Almost a quarter of the movie is just the exhilarating, climatic tennis match between Art and Patrick in the present, while Guadagnino often sends his audience back and forth in time seamlessly like a tennis ball.
Guadagnino treats the entire movie like a tennis match, something that is never ending, abrupt and dazzling to watch, but he also forces his characters to care as much as he does. Almost every conversation is about sex or tennis, and these conversations feel like rallies of the senses.
Everyone is equipped with an arsenal of quips and comebacks that equally eviscerate and prolong the conversation, each character obsessed with intensity and emotion that comes with a tennis match. It’s even Tashi, in a climactic scene, who says that “tennis is a relationship,” something these tennis obsessed people often complicate because even the actual tennis scenes don’t feel like tennis.
Each person playing is sighing or grunting with each serve or volley, their faces covered in sweat, all of them having a silent conversation with each other that the audience can only hope to decipher.

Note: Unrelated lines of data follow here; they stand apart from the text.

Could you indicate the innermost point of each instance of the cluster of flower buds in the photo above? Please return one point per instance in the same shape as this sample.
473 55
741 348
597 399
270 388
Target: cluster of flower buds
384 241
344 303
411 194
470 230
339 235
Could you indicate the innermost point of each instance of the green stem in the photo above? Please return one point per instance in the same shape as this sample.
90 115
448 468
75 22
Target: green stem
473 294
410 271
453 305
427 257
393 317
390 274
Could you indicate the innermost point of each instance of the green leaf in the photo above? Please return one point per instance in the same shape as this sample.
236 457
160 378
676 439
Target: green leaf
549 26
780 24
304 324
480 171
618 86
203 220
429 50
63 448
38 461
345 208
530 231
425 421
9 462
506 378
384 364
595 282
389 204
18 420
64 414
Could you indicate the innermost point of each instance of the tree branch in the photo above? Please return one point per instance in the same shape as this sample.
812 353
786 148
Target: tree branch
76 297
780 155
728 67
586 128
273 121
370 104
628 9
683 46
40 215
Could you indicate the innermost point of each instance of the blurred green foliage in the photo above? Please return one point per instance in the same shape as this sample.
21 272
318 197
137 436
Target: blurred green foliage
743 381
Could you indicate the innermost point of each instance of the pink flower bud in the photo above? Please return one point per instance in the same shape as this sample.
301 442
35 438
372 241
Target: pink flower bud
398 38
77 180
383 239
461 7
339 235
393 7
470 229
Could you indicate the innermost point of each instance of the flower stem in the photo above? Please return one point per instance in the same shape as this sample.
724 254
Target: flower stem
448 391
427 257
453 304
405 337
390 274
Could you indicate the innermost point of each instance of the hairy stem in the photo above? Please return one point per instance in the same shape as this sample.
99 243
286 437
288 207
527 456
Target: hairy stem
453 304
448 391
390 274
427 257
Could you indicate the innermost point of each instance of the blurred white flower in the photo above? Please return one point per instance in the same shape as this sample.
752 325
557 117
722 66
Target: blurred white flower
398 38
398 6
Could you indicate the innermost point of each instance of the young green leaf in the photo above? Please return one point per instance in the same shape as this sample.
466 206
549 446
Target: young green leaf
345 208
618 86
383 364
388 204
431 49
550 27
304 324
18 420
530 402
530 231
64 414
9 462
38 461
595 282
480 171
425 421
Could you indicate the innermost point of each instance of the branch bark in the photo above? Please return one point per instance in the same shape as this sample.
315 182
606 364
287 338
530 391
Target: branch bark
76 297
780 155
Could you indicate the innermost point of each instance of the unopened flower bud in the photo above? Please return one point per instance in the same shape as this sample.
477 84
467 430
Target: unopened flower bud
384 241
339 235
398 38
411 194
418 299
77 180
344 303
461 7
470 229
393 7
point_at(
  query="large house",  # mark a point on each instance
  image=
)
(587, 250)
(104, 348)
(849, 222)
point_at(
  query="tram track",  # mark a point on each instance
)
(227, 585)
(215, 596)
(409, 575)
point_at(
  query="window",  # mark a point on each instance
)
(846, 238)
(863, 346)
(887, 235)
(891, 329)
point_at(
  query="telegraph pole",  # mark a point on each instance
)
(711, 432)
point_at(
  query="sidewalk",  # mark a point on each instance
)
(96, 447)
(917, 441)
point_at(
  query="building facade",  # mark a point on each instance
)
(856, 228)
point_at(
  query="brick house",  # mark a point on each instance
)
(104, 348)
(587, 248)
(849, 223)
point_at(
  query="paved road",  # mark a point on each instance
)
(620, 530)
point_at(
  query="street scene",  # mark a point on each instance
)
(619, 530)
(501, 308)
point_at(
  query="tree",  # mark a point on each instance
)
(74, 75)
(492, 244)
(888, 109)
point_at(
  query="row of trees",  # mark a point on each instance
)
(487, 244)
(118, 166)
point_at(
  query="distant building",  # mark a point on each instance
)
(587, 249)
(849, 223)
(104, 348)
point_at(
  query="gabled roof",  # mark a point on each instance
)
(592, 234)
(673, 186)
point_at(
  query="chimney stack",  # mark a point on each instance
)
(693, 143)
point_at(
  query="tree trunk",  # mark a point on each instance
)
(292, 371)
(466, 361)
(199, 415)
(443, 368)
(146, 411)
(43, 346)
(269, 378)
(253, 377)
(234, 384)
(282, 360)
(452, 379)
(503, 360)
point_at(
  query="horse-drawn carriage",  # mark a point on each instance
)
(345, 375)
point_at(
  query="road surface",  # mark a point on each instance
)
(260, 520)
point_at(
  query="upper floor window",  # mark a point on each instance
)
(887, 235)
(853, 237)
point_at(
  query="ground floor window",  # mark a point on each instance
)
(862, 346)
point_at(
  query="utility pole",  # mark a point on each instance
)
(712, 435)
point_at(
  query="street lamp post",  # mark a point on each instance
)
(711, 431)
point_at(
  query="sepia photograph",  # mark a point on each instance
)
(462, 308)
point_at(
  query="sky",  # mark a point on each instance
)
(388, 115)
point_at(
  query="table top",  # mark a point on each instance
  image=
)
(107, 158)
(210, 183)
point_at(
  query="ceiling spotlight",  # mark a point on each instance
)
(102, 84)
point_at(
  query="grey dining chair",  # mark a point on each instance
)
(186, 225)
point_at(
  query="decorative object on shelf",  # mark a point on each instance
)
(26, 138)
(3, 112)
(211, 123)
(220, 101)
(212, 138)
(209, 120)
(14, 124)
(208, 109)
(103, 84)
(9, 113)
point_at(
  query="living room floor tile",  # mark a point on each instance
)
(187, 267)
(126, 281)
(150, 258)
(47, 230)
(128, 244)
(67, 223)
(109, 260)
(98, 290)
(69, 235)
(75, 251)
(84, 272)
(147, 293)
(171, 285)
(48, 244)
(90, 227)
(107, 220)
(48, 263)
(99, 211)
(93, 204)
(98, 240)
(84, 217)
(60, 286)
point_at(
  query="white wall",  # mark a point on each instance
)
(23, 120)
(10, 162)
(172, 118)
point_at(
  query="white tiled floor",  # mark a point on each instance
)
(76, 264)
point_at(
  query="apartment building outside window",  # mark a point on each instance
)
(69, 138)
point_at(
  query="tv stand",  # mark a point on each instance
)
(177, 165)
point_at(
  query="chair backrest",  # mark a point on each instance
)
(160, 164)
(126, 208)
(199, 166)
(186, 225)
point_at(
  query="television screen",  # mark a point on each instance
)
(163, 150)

While this could make the movie passably brilliant, it really only makes it entertaining. “Challengers” is a joyous trainwreck of the senses, each one of them thrown through space in time against the audience’s wills, but it is not necessarily a good movie.
Guadagnino masquerades his character’s obsessed nature with tennis as something of a positive, trying to take his own spin on the ill-fated perfectionist archetype perpetuated by films like “Black Swan” and “Whiplash.” However, he makes both Art and Patrick have more interest in Tashi than they do in tennis, making their characters as wooden as the puppets they play.
Even Zendaya can’t save Tashi from the ill fate of being as dull as cardboard. Any nuance in the manipulative nature of her actions is completely discarded because neither Guadagnino nor the boys treat her like a person.
She’s this god to them, and gods don’t need to explain themselves when everyone is salivating for their approval. This is why the casting choice is probably one of the best things done in this movie.
Guadagnino needed someone who, while a good actress, could also bear the weight of not having to be interesting. No one cares that Tashi is bland because she’s played by Zendaya, someone who is able to just get by based on her own personhood and no other additional factors.
One of things that seals the deal on “Challengers” entertainment factor is its score. In almost every single scene, a techno house music blend accompanies the sound of volleys and verbal abuse, making the movie something not dissimilar to a poorly lit club. One I’d go to once, but would never return after having the uncomfortable task of watching three people decide whether to play tennis or make out.